Five Montana Farm Bureau members traveled to Washington, D.C. in early March not only to attend the American Farm Bureau Issues Advisory Committee meetings but to meet Montana’s Congressional Delegation and visit two agencies that have a strong effect on ag policy—the U.S. Trade Representative’s office (USTR) and the Department of the Interior (DOI). Members included MFBF Director of National Affairs Nicole Rolf; Tonya Liles, a cattle rancher from Terry; Megan Mattson Hedges, a grain farmer from Chester; Chuck Rein, a rancher from Big Timber; and Don Steinbeisser, Jr., a diversified farmer from Sidney.

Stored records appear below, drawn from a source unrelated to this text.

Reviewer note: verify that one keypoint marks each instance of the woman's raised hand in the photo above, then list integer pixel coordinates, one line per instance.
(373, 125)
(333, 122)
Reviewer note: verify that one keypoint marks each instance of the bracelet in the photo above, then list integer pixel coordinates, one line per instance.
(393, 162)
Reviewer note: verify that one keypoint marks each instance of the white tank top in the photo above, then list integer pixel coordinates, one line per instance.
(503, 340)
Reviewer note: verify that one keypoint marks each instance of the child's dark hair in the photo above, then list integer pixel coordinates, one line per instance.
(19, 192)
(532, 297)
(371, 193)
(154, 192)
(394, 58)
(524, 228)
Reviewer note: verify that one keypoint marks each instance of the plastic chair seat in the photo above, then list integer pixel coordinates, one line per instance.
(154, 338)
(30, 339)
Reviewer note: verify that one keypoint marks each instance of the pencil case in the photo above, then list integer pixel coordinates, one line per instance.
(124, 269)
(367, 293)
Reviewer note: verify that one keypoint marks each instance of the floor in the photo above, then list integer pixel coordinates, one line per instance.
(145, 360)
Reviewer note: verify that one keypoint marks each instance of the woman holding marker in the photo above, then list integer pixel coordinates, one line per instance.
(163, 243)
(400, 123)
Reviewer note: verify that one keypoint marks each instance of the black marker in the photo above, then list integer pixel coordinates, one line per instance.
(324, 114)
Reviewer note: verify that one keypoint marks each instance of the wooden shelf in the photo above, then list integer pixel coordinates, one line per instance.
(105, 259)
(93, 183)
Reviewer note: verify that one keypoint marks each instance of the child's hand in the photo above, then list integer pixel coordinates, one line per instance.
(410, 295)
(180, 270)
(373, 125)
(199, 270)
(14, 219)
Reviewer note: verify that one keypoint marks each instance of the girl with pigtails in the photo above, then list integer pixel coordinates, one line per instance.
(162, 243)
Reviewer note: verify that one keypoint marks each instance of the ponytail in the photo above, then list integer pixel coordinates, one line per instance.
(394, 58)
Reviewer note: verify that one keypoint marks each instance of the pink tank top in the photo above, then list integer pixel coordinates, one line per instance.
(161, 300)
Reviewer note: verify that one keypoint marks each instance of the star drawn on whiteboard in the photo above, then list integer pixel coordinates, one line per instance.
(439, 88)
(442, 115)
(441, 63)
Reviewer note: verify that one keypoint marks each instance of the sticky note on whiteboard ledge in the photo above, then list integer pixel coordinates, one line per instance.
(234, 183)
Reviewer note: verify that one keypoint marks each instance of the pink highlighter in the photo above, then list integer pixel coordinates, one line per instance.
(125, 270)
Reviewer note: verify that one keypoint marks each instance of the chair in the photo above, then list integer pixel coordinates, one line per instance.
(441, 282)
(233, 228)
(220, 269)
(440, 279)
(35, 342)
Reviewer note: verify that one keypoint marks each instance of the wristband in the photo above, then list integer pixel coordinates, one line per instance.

“We received an update from Sharon Bomer Lauritsen, Assistant U.S. Trade Representative, Ag Affairs and Roger Wentzel, Deputy Assistant U.S. Trade Representative on the TransPacific Partnership and the fact that we might try to get back into those negotiations,” Hedges explained. “They have been doing a lot of work on moving American grain to Canada, and working toward ensuring grain is graded on the same level in Canada and the U.S.”
The meeting with Tim Williams at the Department of the Interior provided insight into the department’s reorganization and allowed the Farm Bureau members to voice their thoughts.
“Mr. Williams explained the reason for the reorganization at the Department of the Interior, which made sense,” said Steinbeisser. “They want to make it simple for people trying to contact Bureau of Land Management about a certain issue to easily locate the person responsible for that issue. In addition, there are some groups saying Secretary Zinke is selling off land. All he wants to do is give more decision-making to the states.”
Rein said, “We addressed our concerns about brucellosis in bison in Yellowstone Park and reiterated what a problem it is. We also talked about the release of Wilderness Study Areas which were not designed to be in limbo for so many years.”
Visits with Senator Jon Tester, Senator Steve Daines and Representative Greg Gianforte covered concerns voiced in the committee meetings; getting a workable Hours of Service and reasonable Electronic Logging Devices for agriculture; defeating the rules for air quality emissions reporting in cattle; rural development language in the farm bill; increasing broadband and internet access to rural communities; and sensible management of endangered species.
Rep. Gianforte personally gave the group a VIP Tour with an evening view of the Capitol, including the then-quiet Senate and House Chambers, which was very well received by the Montana Farm Bureau visitors.
Liles found the trip to extremely worthwhile. “It made me realize how important it is to be an advocate for what we are producing and ag in general,” the rancher said. “You don’t realize how essential it is to be involved until you get outside of your bubble and realize you can actually make a difference. It’s not that hard to explain your issues to our Congressional delegation and ask them to support it. The leadership aspect of making a trip to Washington, D.C. really opens your eyes to what truly can be done.”